Seoyoung Park, a spokeswom­an for the project, said this week that there were “developments” in the search for new financing for the airport project.

Also that year there was a $114 million hotel development in Phnom Penh by Hassan (Cambodia) Development. Othsman Hassan, a CPP secretary of state at the Labor Ministry who is behind the yet-to-begin development, said it would be built, but “maybe next year.”

Although it may be too soon to tell if pledged projects from 2011 will come to fruition, more than half of the $7 billion approved by the CIB that year was taken up by two mega-projects. One was the highly controversial $2.1 billion Shukaku Erdos Hongjun Property Development—an ambitious high-end real estate project which led to the filling in of Phnom Penh’s Boeng Kak lake and the forced evictions of thou­sands of lakeside residents.

The former lake site is now a massive, barren sandpit in the middle of the city and there is no sign of the grandiose real estate project.

Another investment from 2011 was the $2.2 billion investment pledged by a Caymen Islands entity, linked to Royal Group, to produce ammonia urea fertilizer in the Sihanoukville Special Economic Zone.

Vinojit Ambalavaner, project director of Nitrogen Chemicals and Fertilizer (Cambodia), was bullish about the future, saying he hoped the fertilizer project would get off the ground sometime later this year.

“We’ve completed the feasibility study and we’ve got our equity investors in place,” he said.

Asian Development Bank senior country economist Peter Brimble said the total investment figures for each year should be treated with caution since they were “purely approvals.”

“There’s often the incentive for big companies to announce things,” Mr. Brimble said, citing the case of the Hopewell Project in Thailand, in which a Chinese firm built only the standing supports for an elevated rail and road link in Bangkok, simply to help its efforts to win work in China. “It was really done to get a road project in China,” he said.

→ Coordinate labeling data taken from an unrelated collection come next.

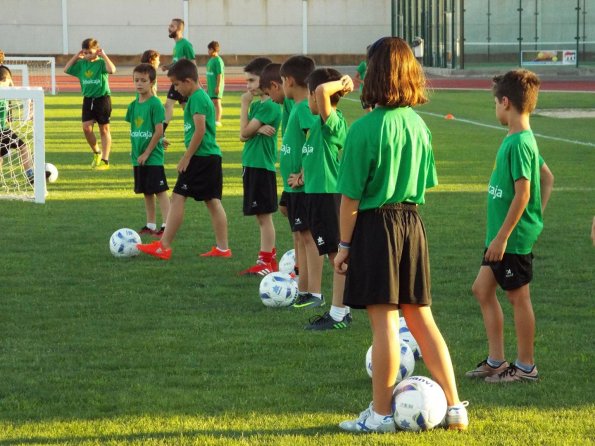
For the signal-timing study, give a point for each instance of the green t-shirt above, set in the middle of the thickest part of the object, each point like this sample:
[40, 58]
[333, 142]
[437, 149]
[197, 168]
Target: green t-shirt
[143, 117]
[287, 106]
[517, 157]
[361, 69]
[387, 159]
[215, 67]
[200, 103]
[320, 154]
[93, 77]
[299, 122]
[183, 50]
[261, 150]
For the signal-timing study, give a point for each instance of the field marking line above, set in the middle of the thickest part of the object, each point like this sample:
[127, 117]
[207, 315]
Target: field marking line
[501, 128]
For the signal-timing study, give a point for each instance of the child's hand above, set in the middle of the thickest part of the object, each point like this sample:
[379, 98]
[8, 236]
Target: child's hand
[266, 130]
[347, 84]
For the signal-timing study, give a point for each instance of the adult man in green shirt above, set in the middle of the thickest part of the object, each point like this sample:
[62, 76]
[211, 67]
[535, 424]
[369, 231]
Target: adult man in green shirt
[182, 50]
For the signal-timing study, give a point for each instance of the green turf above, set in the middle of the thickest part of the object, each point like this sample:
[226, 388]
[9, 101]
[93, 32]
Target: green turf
[98, 350]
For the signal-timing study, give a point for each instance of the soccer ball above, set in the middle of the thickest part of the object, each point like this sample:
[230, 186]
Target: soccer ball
[406, 336]
[123, 243]
[51, 173]
[406, 362]
[278, 290]
[287, 262]
[419, 404]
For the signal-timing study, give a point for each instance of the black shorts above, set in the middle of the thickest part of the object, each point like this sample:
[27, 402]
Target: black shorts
[174, 95]
[97, 109]
[513, 271]
[323, 220]
[203, 179]
[296, 211]
[149, 180]
[9, 140]
[389, 261]
[260, 191]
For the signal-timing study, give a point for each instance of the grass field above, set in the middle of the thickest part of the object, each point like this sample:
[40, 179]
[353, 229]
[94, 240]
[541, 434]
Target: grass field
[98, 350]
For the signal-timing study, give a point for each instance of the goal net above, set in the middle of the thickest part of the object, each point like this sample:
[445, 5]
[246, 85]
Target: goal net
[22, 144]
[33, 72]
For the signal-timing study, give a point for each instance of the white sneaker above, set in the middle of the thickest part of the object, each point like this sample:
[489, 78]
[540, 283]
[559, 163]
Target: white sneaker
[362, 424]
[456, 417]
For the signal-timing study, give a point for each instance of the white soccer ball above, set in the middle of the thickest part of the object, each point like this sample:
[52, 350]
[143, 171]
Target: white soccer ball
[123, 243]
[278, 290]
[51, 173]
[287, 262]
[406, 362]
[419, 404]
[406, 336]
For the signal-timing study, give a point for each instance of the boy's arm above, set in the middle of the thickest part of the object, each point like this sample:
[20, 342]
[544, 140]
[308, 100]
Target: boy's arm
[325, 91]
[522, 193]
[74, 59]
[109, 65]
[347, 218]
[199, 132]
[157, 134]
[546, 184]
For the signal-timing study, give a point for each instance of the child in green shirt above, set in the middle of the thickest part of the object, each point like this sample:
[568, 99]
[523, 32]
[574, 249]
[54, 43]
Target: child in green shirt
[92, 66]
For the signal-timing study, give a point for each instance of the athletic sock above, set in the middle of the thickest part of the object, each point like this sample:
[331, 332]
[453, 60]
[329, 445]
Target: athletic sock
[338, 313]
[527, 368]
[494, 363]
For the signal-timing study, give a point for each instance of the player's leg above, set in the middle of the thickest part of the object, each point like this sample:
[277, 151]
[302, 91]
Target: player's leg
[484, 289]
[218, 221]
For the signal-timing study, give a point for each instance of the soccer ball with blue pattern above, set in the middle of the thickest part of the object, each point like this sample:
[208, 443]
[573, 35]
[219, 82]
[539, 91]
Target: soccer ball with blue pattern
[123, 243]
[406, 362]
[278, 290]
[419, 404]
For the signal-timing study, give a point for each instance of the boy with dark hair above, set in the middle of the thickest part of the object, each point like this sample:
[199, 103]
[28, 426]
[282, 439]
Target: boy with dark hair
[200, 174]
[92, 66]
[259, 121]
[320, 163]
[145, 115]
[182, 50]
[514, 221]
[216, 79]
[293, 75]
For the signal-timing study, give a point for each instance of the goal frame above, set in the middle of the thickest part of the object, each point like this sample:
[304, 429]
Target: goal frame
[36, 95]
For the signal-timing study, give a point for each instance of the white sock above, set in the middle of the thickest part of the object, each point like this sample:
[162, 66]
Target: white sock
[338, 313]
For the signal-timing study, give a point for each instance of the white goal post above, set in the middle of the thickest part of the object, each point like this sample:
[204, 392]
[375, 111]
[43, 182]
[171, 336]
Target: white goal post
[41, 71]
[22, 135]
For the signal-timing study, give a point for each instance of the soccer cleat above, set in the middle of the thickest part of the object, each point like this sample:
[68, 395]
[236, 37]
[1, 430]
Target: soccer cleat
[155, 249]
[216, 252]
[308, 301]
[514, 374]
[456, 417]
[326, 322]
[483, 369]
[96, 160]
[362, 423]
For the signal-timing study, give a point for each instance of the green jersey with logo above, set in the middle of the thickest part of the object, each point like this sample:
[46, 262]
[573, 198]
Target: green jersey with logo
[143, 117]
[387, 159]
[183, 50]
[215, 67]
[260, 150]
[518, 157]
[320, 154]
[93, 77]
[200, 103]
[290, 162]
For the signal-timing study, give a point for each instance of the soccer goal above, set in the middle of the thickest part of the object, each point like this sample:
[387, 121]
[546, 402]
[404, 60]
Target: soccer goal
[22, 144]
[33, 72]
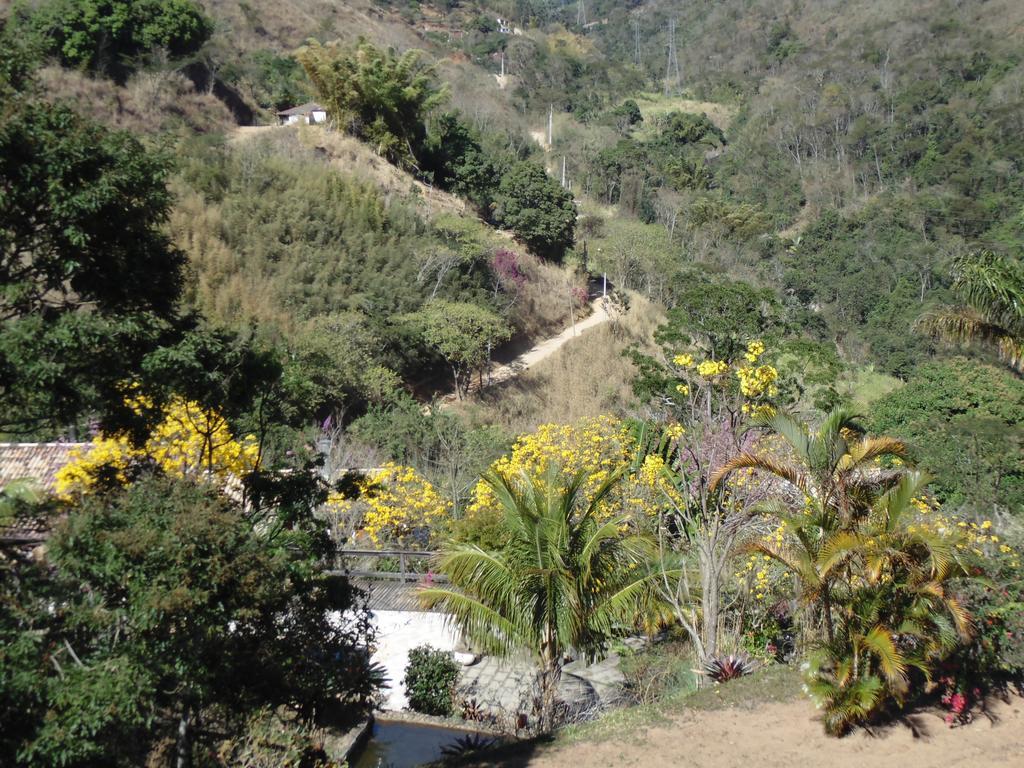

Former ANZ Royal Bank chief executive Stephen Higgins said that officials were often eager to approve big investment projects, and that numerous examples of abandoned projects could be found in the investments prom­ised before 2008. He also noted that some companies with approved investments were not even searchable on the Internet.

“If you Google them, invariably you can’t find them…. They’re just not legitimate businesses,” he said.

“The figures that are pledged investment should be treated with a very high level of caution. History has shown that they do not have a very high level of reliability.”

The CIB’s 2012 investment figures, obtained this week, record $2.28 billion of pledged investment for last year.

This includes the $205 million Aeon Mall from Japan, a milestone in Japanese investment in Cambodia for which construction began in December.

Another standout project, which has not been publicly announced, is a $640.6 million investment by well-known businessman Sok Kong’s Sokimex Corporation, for a “resort development” at the Kirirom National Park in Kompong Speu province.

Svay Vuthy, Sok Kong’s representative in charge of development projects, said a “masterplan is un­der way” for the project. Mr. Vuthy said the development, which is planned on 2,200 hectares of land, would be similar to the company’s $1 billion Bokor Mountain project, which includes three large hotel-casinos and is currently under construction in Kampot province.

Sokimex is also building a $120 million hotel on Phnom Penh’s Chroy Changva peninsula.

Mr. Vuthy said gaining approval for such investments was just the beginning of a long process for a large project like Kirirom.

“The time [before the project gets under way] is dependent on us submitting the plan to the ministries,” he said. “Once it is approved, it won’t take long to start the project.”